Wednesday, September 30, 2009
we recycle and repurpose as much as we can and here is one of our adopted ways.... straight out of Linda Woodrow's book, The Permaculture Home Garden. We scrounge polystyrene lidded boxes from the rubbish pile at the Supermarket - they have seafood delivered to them in them - sometimes they are a bit smelly! Then cut them in half to make two trays. Have to be a bit careful with the half that comprises the lid as it's base, though mostly this is fine. From the recycling section at the dump we take back as many square, 2-litre, plastic milk bottles and cut off the top and the bottoms, leaving about 15cm+ open-ended rectangle. Then fill the poly trays with the cut down milk bottles - sometimes I find a row of square, 1-litre bottles is needed if the shape of the tray doesn't fit neatly. We fill these with our potting mix and transplant our seedlings in one per milk bottle as soon as they have their first pair of true leaves - sometimes the seedling is only a few cms tall. We leave them to grow here until they are about 15cms tall, so they are strong and sturdy by the time they are ready for the garden outside. We feed them with worm wees whilst in the greenhouse. At the moment I'm using a commercial mix, after running out of an easy supply of 2 of my ingredients for home-made potting mix....will get back to that soon....so the worm wees is a great boost for the seedlings.
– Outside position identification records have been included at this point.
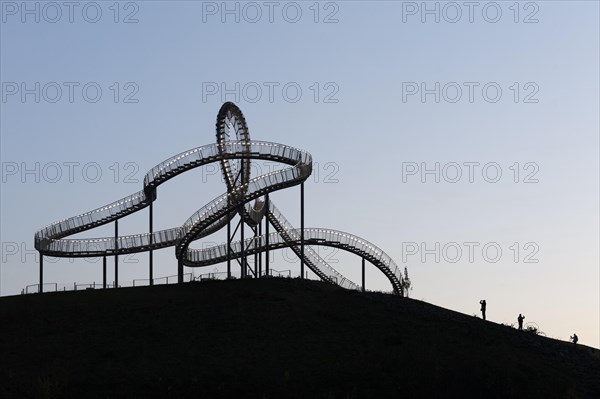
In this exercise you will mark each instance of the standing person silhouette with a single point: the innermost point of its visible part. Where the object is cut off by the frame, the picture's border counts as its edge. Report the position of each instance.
(574, 338)
(520, 320)
(483, 305)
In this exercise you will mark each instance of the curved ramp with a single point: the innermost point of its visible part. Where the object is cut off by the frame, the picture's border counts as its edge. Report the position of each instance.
(234, 157)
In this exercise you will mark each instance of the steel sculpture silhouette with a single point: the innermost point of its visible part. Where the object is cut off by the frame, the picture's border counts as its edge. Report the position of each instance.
(246, 198)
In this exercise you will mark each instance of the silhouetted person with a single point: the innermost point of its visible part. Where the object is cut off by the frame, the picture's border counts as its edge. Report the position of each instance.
(574, 338)
(520, 320)
(483, 305)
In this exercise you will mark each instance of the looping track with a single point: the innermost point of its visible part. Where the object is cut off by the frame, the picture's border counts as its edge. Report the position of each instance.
(234, 157)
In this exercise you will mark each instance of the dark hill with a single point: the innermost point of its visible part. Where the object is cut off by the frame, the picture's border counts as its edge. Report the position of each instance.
(273, 338)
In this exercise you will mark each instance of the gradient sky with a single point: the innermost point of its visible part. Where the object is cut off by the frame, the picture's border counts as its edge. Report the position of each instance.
(363, 126)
The punchline for this system is, of course, that one simply makes the hole in the garden bed where the seedling is to be planted and gently tips the whole milk container into it, until the soils are level, tuck in with extra compost/mulch and shimmy up the milk bottle to create a perfect micro-climate/protection barrier around the new plant until it has settled in (2-3 days). Easy.
as you can see, we now have a few plants softening the edges of our pond - calendula, borage, chamomile, red day lillies, red cabbage trees, a few bromeliads and a passionfruit vine beginning it's travels over a rustic Manuka frame work and a selection of rocks and driftwood which are added to each time we return from an adventure... ... a work in progress...
An overgrown bunch of Sheokes or Casurina trees on our property suddenly became next year's firewood supply already...not really suddenly! Aaron has been working solidly a bit each day for the last couple of weeks to create this masterpiece. The trees have been cut so they are now able to be coppiced in the future. As they happen to also be a nitrogen-fixing type of tree which releases a dump of nitrogen upon being pruned/trimmed, we are feeling very good about being able to maintain them now...for lots of reasons! Just a little bald along the highway at the moment.this too, is being solved by Aaron, who is in the process of building a new enclosing fence - I'm trying to convince him that there needs to be some pretty cut-outs or something beautiful included - he likes the idea of the beautification, just not the fiddly bits when we just need a fence up now! (I think!) Here he is preparing the first posts for concreting in.
there have not been entries lately due to....well, THIS! Spring is so inspiring and I just want to be soaking in it the entire day...weeding, mulching, sowing, tranplanting, mowing, sitting, smelling and EATING the fresh food we gather.
Soon, I'll post a detailed written update for the several people who are interested in our experiences using the Permaculture Mandala Garden design - I've made contact with someone else who is using it and has also set up a two-mandala system, just the same.
Tonight - here are a few pics in the meantime. In the foreground of the one directly above, is a strawberry bed and the topmost shot shows a very lush spurt of new growth on the Comfrey we are using to surround our garden.
I'll also post an update on the Chook Dome - we had a major re-build on our hands after a particularly bad storm and now have a new, stronger, better version, thanks to Aaron's hard work and excellent ideas!
Monday, September 28, 2009
please say a warm hello to Miss Gina, our latest chook in the dome. She appears to be a Minorca-cross, with an enormous, highly coloured comb and wattles. She definitely stands out amongst the rest of the flock. Apparently, she will lay a very, very large white egg every 3-4 days...she began today.
And these little characters are a small hatching of 5 Andalusian chickens, which hatched 12 days ago. Although this pic is blurry (gee, they move quickly!!), I had to post it - the one of the broody's back is just so fun!!! Of course, they are proving a massive temptation for Phoebe - all she wants is to be able to love them up like she was able when we had some which were incubated for us last year - of course it is a very different story when there is a "Mother" fiercly protecting HER BABIES who will not let either of us get very close at all. A couple of days ago, I twigged to what Phoebe was up to - she was creating a gap in their run, hiding around a corner and waiting for a chick to wander out, whereby she'd then scoop it up for a sneaky cuddle while 'rescuing' it....only the Mother wasn't very happy with this AT ALL!!